Sure, the following is the Dockerfile I am using to build a Darshan container:
#syntax=docker/dockerfile:1.4
FROM opensuse/leap:15 as builder
RUN zypper up
RUN zypper --non-interactive install -t pattern \
devel_basis
RUN zypper --non-interactive install \
python3 \
bzip2 \
libbz2-devel
WORKDIR /darshan.build
COPY ./darshan/ ./
RUN set -ex ; \
./prepare.sh ; \
./configure \
--prefix=/darshan \
--with-log-path=/darshan/logs \
--with-jobid-env=PBS_JOBID \
--without-mpi CC=gcc \
; \
make ; \
make install
FROM opensuse/leap:15
RUN zypper --non-interactive install \
python3 \
python3-numpy \
python3-matplotlib \
perl-Encode \
perl-libwww-perl \
gnuplot \
which \
texlive-latex \
texlive-epstopdf \
texlive-psnfss \
texlive-fancyhdr \
texlive-lastpage \
texlive-subfigure \
texlive-multirow \
texlive-threeparttable \
texlive-dvips \
texlive-charter \
&& zypper clean -a
WORKDIR /darshan
COPY --from=builder --link /darshan ./
RUN mkdir /darshan/logs
ENV PATH="$PATH:/darshan/bin"
and then to build and run:
gh repo clone darshan-hpc/darshan
docker build -t darsan
# drop the `colima ssh` if on Linux or replace with equivalent from your setup
echo '/cores/core.%e.%p' | colima ssh sudo tee /proc/sys/kernel/core_pattern
docker run -it --rm --ulimit core=-1 -v ./cores:/cores -v ./darshan:/darshan.build darshan /bin/bash
For a layman like me it looks like a race condition, and when checking darshan_core_initialize
it looks like there are some codepaths where the fork handler is setup, but the main global object is not initialised, like this one:
darshan/darshan-runtime/lib/darshan-core.c
Lines 335 to 343 in f95e9a2
On the other hand should that have been triggered long time ago if that were the case.

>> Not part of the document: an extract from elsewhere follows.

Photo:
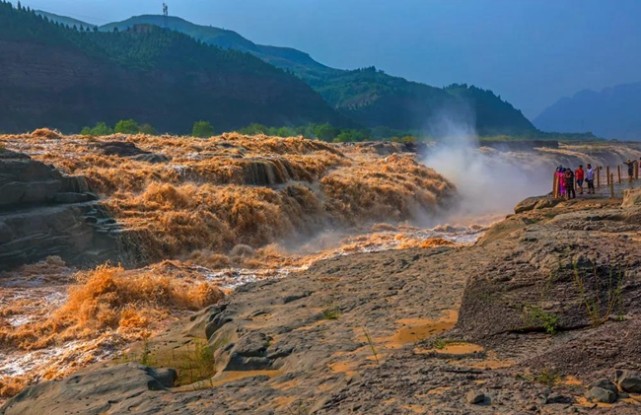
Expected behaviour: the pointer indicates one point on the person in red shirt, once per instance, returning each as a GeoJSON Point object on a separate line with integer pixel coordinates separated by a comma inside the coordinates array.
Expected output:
{"type": "Point", "coordinates": [579, 175]}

Sorry, no other clues from my side.
A couple of updates:
- I can reproduce the crash using your Dockerfile and suggested commands. I'll see if I can find any sort of race or other bug that could lead to it.
- Ignoring that, I can't seem to generate a Darshan log for anything in the container. Have you had any success with that? I haven't had much of a chance to debug why yet, but it kind of looks like Darshan shutdown never gets called (it does get initialized I confirmed). I don't know what would cause that -- Darshan shutdown is initiated as a destructor for when the Darshan shared library is unloaded.

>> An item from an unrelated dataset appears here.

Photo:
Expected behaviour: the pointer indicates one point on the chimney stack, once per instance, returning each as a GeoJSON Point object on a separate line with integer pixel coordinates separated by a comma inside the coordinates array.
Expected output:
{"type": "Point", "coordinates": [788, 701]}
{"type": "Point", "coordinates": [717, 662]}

I did find and fix a bug that is waiting in a PR now, if you're interested in trying it out: #922
I think this bug was not actually a race, but just that Darshan was not properly handling the case where an app that is excluded (via APP_EXCLUDE) is calling fork()
. Darshan has handlers that are called on fork()
, and they expected some internal Darshan library state to be set that is clearly not set in the case where an app is excluded.
Thanks for reporting this! And let me know if you have other issues (like the other issue I mention above about not generating any Darshan logs).
Sorry for the late reply and thanks for the fix. I just tested it and the crash is gone.
As for the logs: assuming you mean the Darshan "trace" logs for the application, then yes, I was able to generate them for the application within a container and got the complete report out of it.